Why it’s harmful: Toxic positivity can be harmful, and hearing these types of comments can make a person feel like their true feelings or negative thoughts are not welcome. I feel alone when I don’t feel like I can share the hard things I’m going through, and sometimes we just need to be supported and heard without having to jump to positivity.
How to respond: “I’m grateful for the good I have in my life, but sometimes I just need some space to vent about things. I know it’s important to keep perspective; however, sometimes I’d like for it to be OK for me to talk about how hard it is.”
7. “I wish I got accommodations like you!”
Why it’s harmful: There’s a misconception that accommodations for ADHD or other conditions are some sort of special advantage or treatment, but that’s not the case.
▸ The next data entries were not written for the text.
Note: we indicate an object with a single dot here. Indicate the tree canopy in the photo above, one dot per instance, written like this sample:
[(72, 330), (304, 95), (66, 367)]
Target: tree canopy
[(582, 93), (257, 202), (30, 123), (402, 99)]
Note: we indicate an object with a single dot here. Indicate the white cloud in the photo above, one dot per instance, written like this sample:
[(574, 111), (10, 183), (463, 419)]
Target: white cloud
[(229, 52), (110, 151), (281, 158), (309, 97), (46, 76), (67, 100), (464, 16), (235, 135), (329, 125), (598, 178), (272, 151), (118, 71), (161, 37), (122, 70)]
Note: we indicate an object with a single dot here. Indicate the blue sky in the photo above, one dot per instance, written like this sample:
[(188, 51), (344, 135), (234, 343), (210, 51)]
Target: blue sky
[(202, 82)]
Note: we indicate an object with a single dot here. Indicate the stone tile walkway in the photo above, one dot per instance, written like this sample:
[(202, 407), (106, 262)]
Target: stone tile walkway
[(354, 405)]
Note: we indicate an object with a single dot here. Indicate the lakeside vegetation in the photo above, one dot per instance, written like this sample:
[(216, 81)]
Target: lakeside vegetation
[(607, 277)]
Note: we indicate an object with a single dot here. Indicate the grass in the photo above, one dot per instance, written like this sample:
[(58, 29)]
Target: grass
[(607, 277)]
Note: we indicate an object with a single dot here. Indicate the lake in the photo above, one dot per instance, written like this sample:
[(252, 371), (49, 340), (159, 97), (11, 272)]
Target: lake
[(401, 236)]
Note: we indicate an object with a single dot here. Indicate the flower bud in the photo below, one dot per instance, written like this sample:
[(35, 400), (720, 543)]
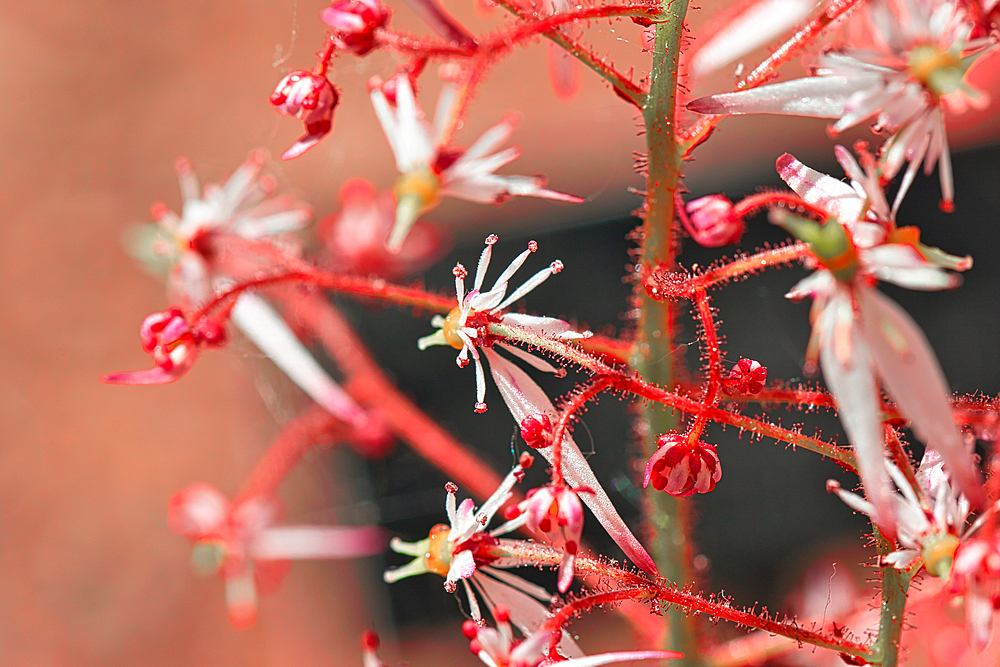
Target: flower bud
[(712, 221), (310, 98), (354, 23), (747, 377), (681, 468), (536, 429)]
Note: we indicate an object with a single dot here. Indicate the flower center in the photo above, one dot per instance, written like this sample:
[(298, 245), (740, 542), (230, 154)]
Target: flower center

Accommodations just change circumstances for people like me so we don’t have to unnecessarily face extra struggles. It can also be quite challenging to get the right accommodations, or prove your eligibility, so making light of something serious can be harmful.
How to respond: “My accommodations don’t make school or work easier for me than it is for you – they simply level the playing field so that we have an equal chance of success. It’s not something special that gives me an unfair advantage.”
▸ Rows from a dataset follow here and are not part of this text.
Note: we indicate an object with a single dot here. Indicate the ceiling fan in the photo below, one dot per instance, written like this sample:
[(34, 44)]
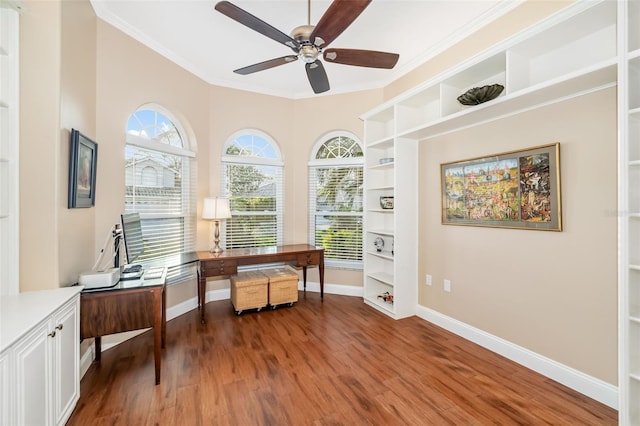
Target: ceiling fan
[(309, 41)]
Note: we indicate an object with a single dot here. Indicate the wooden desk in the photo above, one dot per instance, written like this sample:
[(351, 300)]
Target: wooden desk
[(227, 262), (129, 305)]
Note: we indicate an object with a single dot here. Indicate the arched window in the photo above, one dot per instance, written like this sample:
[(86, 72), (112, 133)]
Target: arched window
[(160, 177), (252, 180), (335, 199)]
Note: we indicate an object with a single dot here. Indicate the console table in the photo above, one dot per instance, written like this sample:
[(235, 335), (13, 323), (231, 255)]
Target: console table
[(227, 262), (129, 305)]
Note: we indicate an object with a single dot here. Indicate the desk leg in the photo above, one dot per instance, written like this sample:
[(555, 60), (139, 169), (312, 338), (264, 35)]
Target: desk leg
[(304, 277), (157, 330), (202, 285), (164, 317), (198, 286), (98, 346), (321, 273)]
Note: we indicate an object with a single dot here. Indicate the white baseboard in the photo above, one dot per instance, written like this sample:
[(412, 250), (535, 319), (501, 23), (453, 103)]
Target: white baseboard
[(590, 386)]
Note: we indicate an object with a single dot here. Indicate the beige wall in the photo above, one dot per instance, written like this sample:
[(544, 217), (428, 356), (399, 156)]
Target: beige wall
[(567, 312), (40, 139), (551, 292)]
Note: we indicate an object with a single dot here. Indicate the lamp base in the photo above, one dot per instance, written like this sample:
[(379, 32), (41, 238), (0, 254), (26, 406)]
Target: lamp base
[(216, 248)]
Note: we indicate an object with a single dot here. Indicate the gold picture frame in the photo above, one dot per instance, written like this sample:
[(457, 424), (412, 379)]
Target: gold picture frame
[(516, 189)]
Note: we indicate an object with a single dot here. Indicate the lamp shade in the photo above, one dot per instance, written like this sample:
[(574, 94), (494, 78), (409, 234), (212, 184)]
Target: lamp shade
[(216, 208)]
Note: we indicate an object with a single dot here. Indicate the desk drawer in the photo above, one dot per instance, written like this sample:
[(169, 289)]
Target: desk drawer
[(312, 258), (219, 267)]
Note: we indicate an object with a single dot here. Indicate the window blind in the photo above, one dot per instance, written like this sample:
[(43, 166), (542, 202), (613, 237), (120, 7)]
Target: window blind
[(335, 212), (161, 187), (256, 201)]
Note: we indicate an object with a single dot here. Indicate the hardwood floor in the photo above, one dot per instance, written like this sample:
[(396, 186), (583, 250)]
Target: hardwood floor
[(334, 363)]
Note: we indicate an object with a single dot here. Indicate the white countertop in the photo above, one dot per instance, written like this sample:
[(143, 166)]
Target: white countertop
[(21, 312)]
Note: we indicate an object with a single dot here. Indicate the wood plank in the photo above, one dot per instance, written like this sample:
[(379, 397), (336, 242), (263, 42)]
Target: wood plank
[(332, 362)]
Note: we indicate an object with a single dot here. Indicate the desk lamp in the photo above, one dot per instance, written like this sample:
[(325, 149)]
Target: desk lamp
[(216, 209)]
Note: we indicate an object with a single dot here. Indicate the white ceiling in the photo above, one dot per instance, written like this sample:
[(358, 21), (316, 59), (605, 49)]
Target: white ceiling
[(210, 45)]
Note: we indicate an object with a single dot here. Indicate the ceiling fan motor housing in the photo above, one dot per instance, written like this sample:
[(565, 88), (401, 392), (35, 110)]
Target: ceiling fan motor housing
[(308, 52)]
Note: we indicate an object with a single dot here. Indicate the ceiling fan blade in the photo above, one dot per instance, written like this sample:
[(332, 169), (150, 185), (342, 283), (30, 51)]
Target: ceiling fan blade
[(256, 24), (362, 58), (336, 19), (261, 66), (317, 77)]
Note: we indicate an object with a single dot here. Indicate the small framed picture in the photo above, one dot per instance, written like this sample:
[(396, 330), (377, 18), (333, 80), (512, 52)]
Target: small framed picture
[(83, 162), (386, 202)]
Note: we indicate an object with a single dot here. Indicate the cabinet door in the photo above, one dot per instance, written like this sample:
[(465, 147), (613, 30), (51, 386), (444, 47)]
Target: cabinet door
[(33, 374), (66, 368), (6, 387)]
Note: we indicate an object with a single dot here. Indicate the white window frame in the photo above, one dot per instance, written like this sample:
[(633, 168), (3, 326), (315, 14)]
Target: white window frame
[(257, 161), (333, 162), (189, 193)]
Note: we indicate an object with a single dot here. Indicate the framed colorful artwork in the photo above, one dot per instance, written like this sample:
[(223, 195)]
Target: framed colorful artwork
[(518, 189)]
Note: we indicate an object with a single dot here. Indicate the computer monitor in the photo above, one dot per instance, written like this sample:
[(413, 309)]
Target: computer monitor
[(132, 236)]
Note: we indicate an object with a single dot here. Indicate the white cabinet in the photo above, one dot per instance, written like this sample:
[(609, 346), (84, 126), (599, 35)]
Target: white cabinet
[(569, 54), (40, 356), (629, 207)]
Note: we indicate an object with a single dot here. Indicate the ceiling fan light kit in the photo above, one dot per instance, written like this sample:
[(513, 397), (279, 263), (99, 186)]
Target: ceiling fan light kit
[(309, 41)]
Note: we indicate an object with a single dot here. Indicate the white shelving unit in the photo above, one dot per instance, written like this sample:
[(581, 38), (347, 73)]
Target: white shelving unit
[(569, 54), (629, 207), (393, 269)]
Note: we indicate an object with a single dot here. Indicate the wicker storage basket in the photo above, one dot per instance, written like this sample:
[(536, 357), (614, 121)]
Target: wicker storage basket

If you’ve made these comments before — that’s OK. We all make mistakes and can learn from them, and these are some of the comments that I find the most seemingly harmless, but can actually do some damage. Another person’s list might be different, or they might like some of these comments, like being reminded to take their medication, and that’s OK, too. You don’t have to tiptoe around someone with ADHD, but it’s never a bad idea to check in and ask what types of comments they would find helpful or supportive, and what comments hurt them the most. At the end of the day, it’s nice to feel cared about and to feel validated and reassured that I’m doing an alright job with my ADHD.